Mais quelle idée farfelue lui était passée par la tête ? Estelle, face à la montagne de vêtements éparpillés sur son lit, ne comprenait pas pourquoi elle s’était levée ce matin avec le projet fou de faire le tri de ses vêtements.
Accumulés au fil des ans, ils semblaient la narguer, en rang serrés, prêt à livrer une bataille dont ils se savaient d’avance vainqueurs. Non qu’Estelle soit une dépensière invétérée, mais elle ne pouvait se résoudre à se séparer de ces lambeaux d’elle, de ces échantillons de sa vie. Cette petite robe verte, par exemple, qu’elle portait le jour de la naissance de sa nièce ; et ce joli caraco bleu qu’elle avait acheté lors d’un voyage en Italie ; ou encore cette salopette improbable achetée avec Annie avant que celle-ci ait son accident.
Estelle était pourtant pleine de bonne volonté. Elle avait même préparé un grand carton pour y déposer toutes les fringues qu’elle avait prévu de vendre ensuite. Mais à chaque fois qu’elle attrapait un vêtement, les souvenirs affluaient et l’inondaient. Jupes, pantalons, boléros, vestes, chemisiers, écharpes… Tous étaient associés à un lambeau de son existence. Assise au milieu des tissus, elle faisait l’inventaire de sa vie.

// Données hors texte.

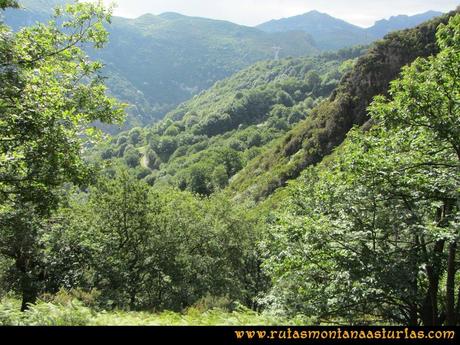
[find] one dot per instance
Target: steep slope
(171, 57)
(203, 143)
(328, 32)
(327, 126)
(331, 33)
(156, 62)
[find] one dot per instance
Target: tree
(50, 95)
(374, 230)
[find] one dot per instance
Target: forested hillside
(316, 190)
(203, 143)
(311, 140)
(154, 62)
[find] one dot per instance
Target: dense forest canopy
(323, 189)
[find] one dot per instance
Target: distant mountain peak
(172, 15)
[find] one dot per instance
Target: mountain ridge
(340, 33)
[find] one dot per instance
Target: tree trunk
(450, 286)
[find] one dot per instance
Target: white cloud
(253, 12)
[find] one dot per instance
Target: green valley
(309, 188)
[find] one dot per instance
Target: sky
(252, 12)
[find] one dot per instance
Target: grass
(74, 313)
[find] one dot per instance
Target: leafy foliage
(50, 94)
(202, 144)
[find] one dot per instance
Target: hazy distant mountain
(331, 33)
(385, 26)
(156, 62)
(328, 32)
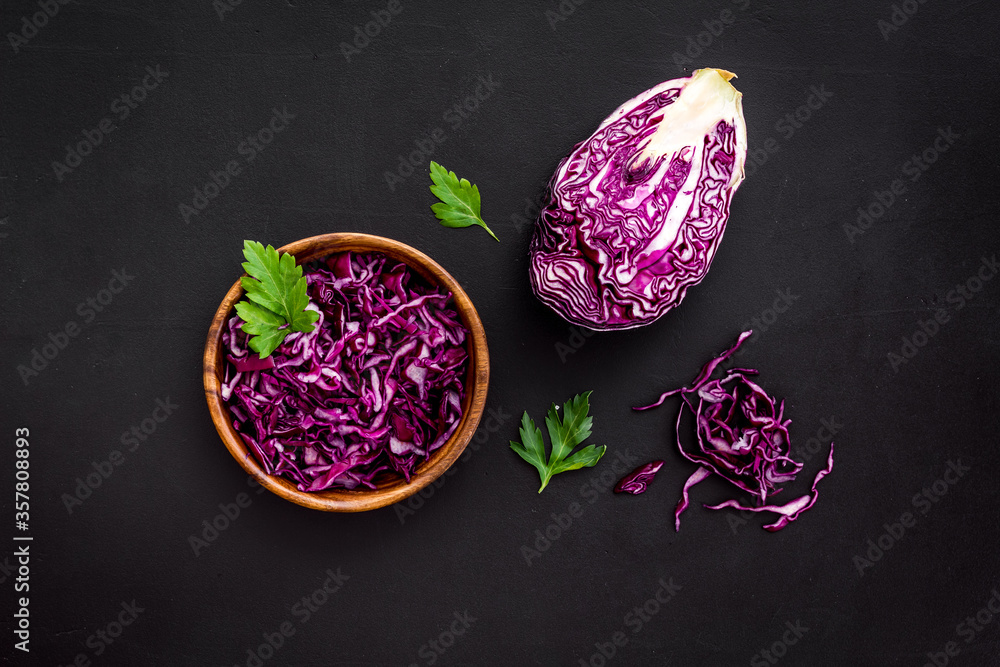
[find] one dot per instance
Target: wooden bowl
(391, 487)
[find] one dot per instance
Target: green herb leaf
(565, 434)
(276, 293)
(461, 200)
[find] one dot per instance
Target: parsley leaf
(564, 434)
(461, 200)
(277, 297)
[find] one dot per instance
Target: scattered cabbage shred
(743, 437)
(376, 386)
(635, 214)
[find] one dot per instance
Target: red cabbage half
(742, 436)
(635, 214)
(376, 386)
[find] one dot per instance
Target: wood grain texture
(392, 488)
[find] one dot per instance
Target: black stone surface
(894, 82)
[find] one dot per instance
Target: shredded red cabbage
(636, 481)
(742, 437)
(376, 386)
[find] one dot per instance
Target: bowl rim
(474, 401)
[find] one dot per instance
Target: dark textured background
(462, 549)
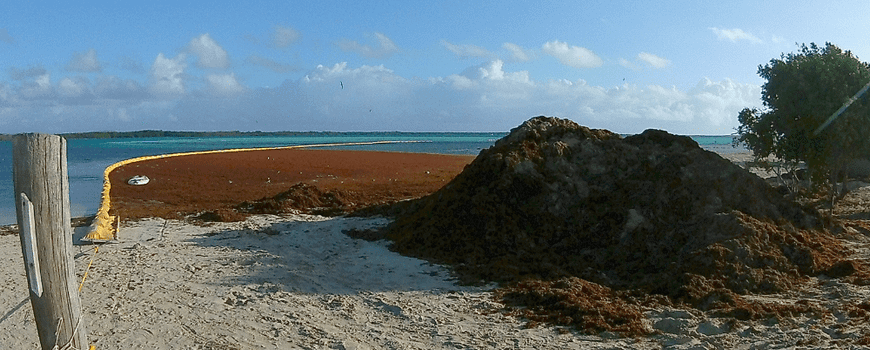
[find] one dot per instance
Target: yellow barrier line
(101, 228)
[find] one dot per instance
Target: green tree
(802, 91)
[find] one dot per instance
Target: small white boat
(138, 180)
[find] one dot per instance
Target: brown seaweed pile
(651, 212)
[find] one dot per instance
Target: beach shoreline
(297, 281)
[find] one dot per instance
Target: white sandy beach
(298, 282)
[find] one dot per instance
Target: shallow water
(88, 158)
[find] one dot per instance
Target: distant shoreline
(161, 133)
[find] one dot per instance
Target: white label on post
(28, 233)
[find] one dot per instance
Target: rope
(96, 249)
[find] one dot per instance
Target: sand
(296, 281)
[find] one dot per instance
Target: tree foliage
(802, 91)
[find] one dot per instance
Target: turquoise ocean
(88, 158)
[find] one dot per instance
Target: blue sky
(683, 66)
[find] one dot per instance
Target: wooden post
(42, 205)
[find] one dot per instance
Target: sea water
(88, 158)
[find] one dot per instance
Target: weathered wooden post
(42, 206)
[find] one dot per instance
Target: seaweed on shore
(652, 213)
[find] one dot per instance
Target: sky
(687, 67)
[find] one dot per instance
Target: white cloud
(166, 75)
(224, 84)
(132, 65)
(209, 54)
(517, 52)
(734, 35)
(284, 36)
(572, 56)
(114, 88)
(73, 87)
(653, 60)
(386, 47)
(25, 74)
(86, 62)
(466, 50)
(484, 97)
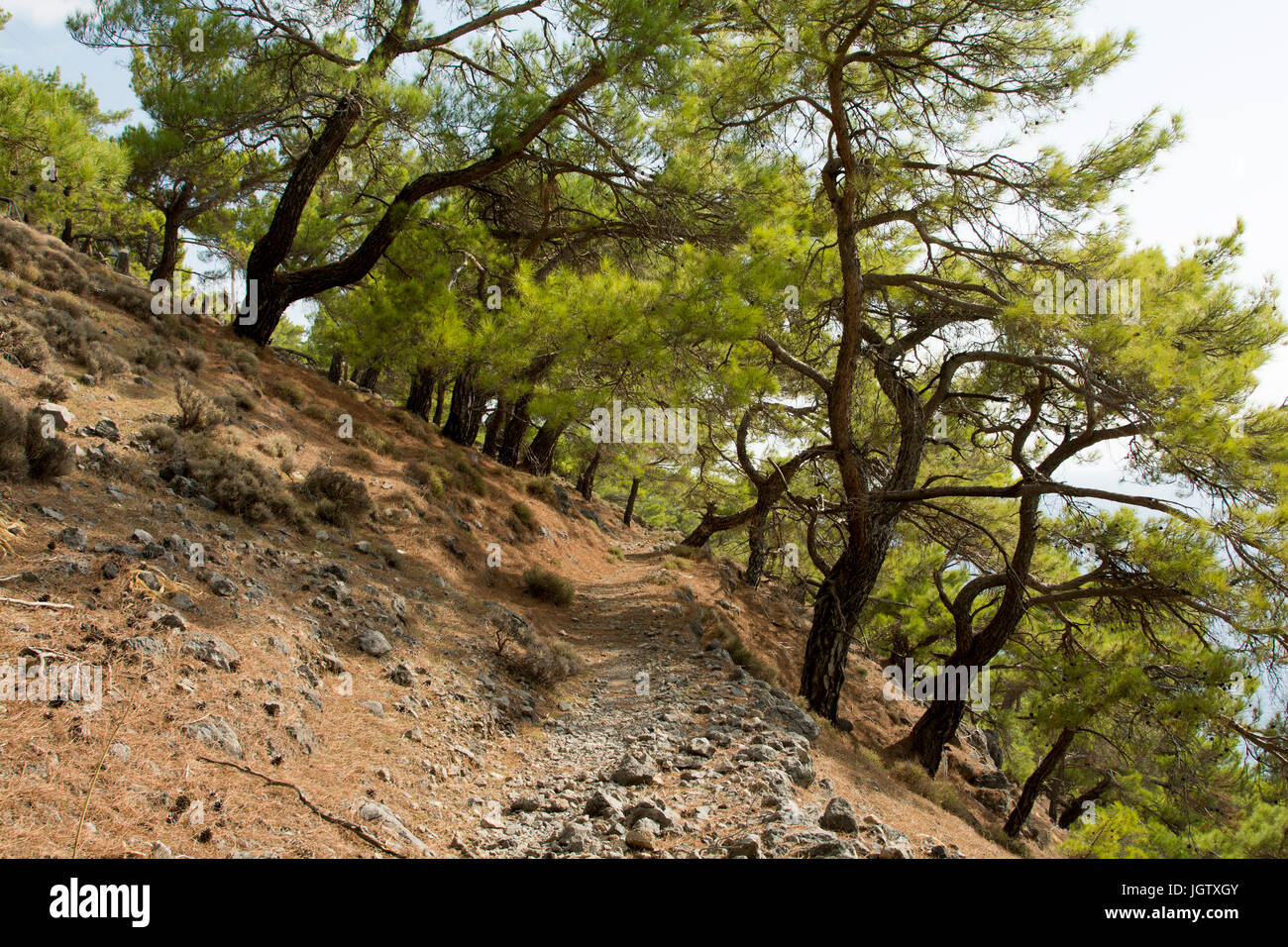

Elle ne pouvait même pas se résoudre à donner ceux qui lui évoquaient des périodes plus sombres.
Elle en était là de ses réminiscences, quand elle vit, perdu sous les foulards et les chandails, un morceau de toile qui ne lui rappelait rien.
Intriguée, elle délogea de son repaire l’objet en question. Un jean. Des jeans, elle en avait peu, celui-ci aurait donc du lui dire quelque chose. Pourtant, elle avait beau fouiller dans sa mémoire, impossible de savoir comment il avait atterri dans son armoire. Non, vraiment, ce pantalon n’était lié à rien.